Je pense qu'il y a énormément de précautions à prendre. Je me mets à la place des médecins. Je ne souhaiterais pas qu'on en arrive à une mesure de précaution comme c'est le cas quelquefois aux Etats-Unis où on ne fait pas tout pour sauver la vie afin d'éviter les risques. Mais mon implication est surtout au niveau des engagements que nous avons. Il est de notre devoir d'accompagner le polyhandicapé quand il est né et d'accompagner ses parents. C'est une nécessité absolue. Je voudrais simplement insister sur l'angoisse des parents qui ont un polyhandicapé et qui se demandent, arrivés à un âge où on ne peut pas faire autrement que de penser à la mort, ce qui va se passer après. C'est valable pour les polyhandicapés mais aussi pour les trisomiques. Je me suis beaucoup impliqué dans ce domaine. Il y a ainsi des trisomiques retraités des CAT. Il est nécessaire de leur offrir une retraite pour qu'ils ne redeviennent pas des « légumes ». Dans ma circonscription, nous sommes en train de créer un établissement de soixante lits pour les polyhandicapés et, à côté, une structure expérimentale pour les accueillir.
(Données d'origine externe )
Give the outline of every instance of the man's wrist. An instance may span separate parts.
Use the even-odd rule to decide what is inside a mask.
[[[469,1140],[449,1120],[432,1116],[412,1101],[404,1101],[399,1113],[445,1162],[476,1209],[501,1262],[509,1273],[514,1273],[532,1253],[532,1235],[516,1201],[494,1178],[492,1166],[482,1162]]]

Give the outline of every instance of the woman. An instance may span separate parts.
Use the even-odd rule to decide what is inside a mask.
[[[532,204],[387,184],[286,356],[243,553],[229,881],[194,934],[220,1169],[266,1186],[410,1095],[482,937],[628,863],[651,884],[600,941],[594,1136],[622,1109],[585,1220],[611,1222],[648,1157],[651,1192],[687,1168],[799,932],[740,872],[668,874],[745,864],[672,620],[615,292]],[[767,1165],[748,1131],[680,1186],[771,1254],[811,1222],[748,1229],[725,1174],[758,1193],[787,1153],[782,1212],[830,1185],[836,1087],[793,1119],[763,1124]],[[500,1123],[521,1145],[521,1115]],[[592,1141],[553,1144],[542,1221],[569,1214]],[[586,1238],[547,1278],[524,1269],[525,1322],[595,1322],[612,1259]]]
C'est un problème réel auquel il faut absolument que l'on réfléchisse si nous sommes des citoyens et des représentants du peuple dignes de ce nom.

M. Claude EVIN.- Je voudrais vous remercier les uns et les autres. Je pense qu'il n'y a absolument pas d'autre conclusion à apporter. Nous avions souhaité organiser cette réflexion au sein de la Commission des affaires sociales autour de la question "Faut-il légifèrer ?", en sachant naturellement très bien que ce n'est pas ce matin qu'on apporterait une réponse à cette question.

Vous avez, les uns et les autres, apporté des éléments de réflexion contradictoires, ce qui est d'ailleurs l'honneur de notre démocratie. C'est tout à fait normal, des positions différentes s'expriment. On aura donc l'occasion de revenir sur plusieurs des sujets qui ont été évoqués. Nous avons fait _uvre de démocratie, ce matin, en tant que législateur. C'est à l'honneur de notre assemblée d'avoir organisé cette réflexion, de la poursuivre dans les semaines et les mois qui viennent.

Je voudrais particulièrement remercier nos invités de nous avoir aidés à mener cette réflexion, de nous avoir apporté leur témoignage, et les remercier de continuer éventuellement de nous alimenter autour de ces sujets particulièrement difficiles.